Consider the set $A=\{1,3,7\}$, which admits no arithmetic progression. Then condition (1) is not met, as $A$ contains $1$ and $7$. Additionally, condition (2) is not met, as our set contains both $3$ and $7$. Thus, your first claim is refuted.

For your second claim, we first prove that such a set must contain at most $6$ elements. Of course, this would prove your claim immediately. It may help to arrange the numbers $1$ to $9$ as

$$\left(\begin{matrix} 1& 2& 3 \\4 & 5 & 6 \\ 7 & 8 &9 \end{matrix} \right)$$ A set $A$ without arithmetic progressions must not contain all the elements of any row or column. Thus $A$ contains at most $5$ elements of $1,2\ldots,9$. Our desired result is immediate. With more work, one may show that $A = \{1,2,4,8,9\}$ is a set free of arithmetic progressions with $\#(A \cap \{1,2,\ldots ,9\})=5$, and that it is unique in this respect. Two more (similarly obtained) sets are $B=\{1,2,4,5,10\}$ and $C=\{2,3,5,9,10\}$. These three sets exhaust those with maximal cardinality in $\{1,\ldots, 10\}$, so your necessary conditions in claim (2) could be tightened.

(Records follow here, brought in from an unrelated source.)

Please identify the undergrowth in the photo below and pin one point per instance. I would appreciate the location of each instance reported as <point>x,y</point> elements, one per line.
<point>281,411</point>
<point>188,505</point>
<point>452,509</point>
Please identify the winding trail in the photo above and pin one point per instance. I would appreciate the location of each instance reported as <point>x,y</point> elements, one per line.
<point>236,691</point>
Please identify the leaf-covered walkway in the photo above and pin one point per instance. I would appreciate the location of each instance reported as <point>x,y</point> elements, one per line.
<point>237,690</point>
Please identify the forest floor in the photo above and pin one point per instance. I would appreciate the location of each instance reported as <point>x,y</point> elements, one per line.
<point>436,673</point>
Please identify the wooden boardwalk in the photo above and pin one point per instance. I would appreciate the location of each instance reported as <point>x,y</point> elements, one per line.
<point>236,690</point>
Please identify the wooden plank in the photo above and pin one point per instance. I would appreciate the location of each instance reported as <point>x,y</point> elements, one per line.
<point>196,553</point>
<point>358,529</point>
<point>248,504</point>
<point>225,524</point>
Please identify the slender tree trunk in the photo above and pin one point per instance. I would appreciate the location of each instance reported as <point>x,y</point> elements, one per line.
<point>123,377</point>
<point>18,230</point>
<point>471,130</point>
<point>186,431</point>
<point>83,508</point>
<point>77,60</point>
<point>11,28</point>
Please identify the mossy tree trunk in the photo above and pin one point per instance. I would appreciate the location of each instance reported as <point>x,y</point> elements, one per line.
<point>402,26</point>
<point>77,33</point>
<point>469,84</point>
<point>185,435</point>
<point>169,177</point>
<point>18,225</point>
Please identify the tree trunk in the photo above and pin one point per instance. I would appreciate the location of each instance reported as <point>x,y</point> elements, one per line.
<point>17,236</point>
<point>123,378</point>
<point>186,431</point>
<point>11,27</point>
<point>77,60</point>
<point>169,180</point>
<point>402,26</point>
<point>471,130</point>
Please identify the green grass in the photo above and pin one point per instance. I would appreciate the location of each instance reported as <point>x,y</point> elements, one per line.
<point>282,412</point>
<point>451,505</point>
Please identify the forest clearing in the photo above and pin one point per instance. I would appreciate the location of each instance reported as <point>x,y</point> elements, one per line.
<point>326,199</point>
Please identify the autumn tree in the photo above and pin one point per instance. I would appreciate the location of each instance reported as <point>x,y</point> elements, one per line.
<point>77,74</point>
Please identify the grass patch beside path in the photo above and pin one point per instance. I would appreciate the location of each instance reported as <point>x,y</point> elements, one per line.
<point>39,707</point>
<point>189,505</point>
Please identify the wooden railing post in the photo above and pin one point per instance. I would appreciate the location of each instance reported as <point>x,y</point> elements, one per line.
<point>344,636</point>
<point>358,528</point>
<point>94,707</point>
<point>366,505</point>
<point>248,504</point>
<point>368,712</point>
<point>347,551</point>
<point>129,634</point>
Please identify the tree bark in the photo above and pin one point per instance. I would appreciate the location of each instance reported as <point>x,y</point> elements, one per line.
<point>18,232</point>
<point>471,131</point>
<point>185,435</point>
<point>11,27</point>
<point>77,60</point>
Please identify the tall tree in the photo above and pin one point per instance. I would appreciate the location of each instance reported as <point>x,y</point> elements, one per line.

While ad hoc methods (or brute force search) will continue to be effective in these types of problems, I suggest that you formulate known results into `theorems' to make your techniques more wide-reaching. For example, one may readily generalize our work on claim (2) by considering $k \times 3$ matrices. In general, results that relate to the density of arithmetic-progression-free sets will serve you well. It is known that the density of such sets approaches $0$ as they increase in cardinality; this is Szemeredi's theorem. While this won't help you here, more constructive results of the same variety would be very useful.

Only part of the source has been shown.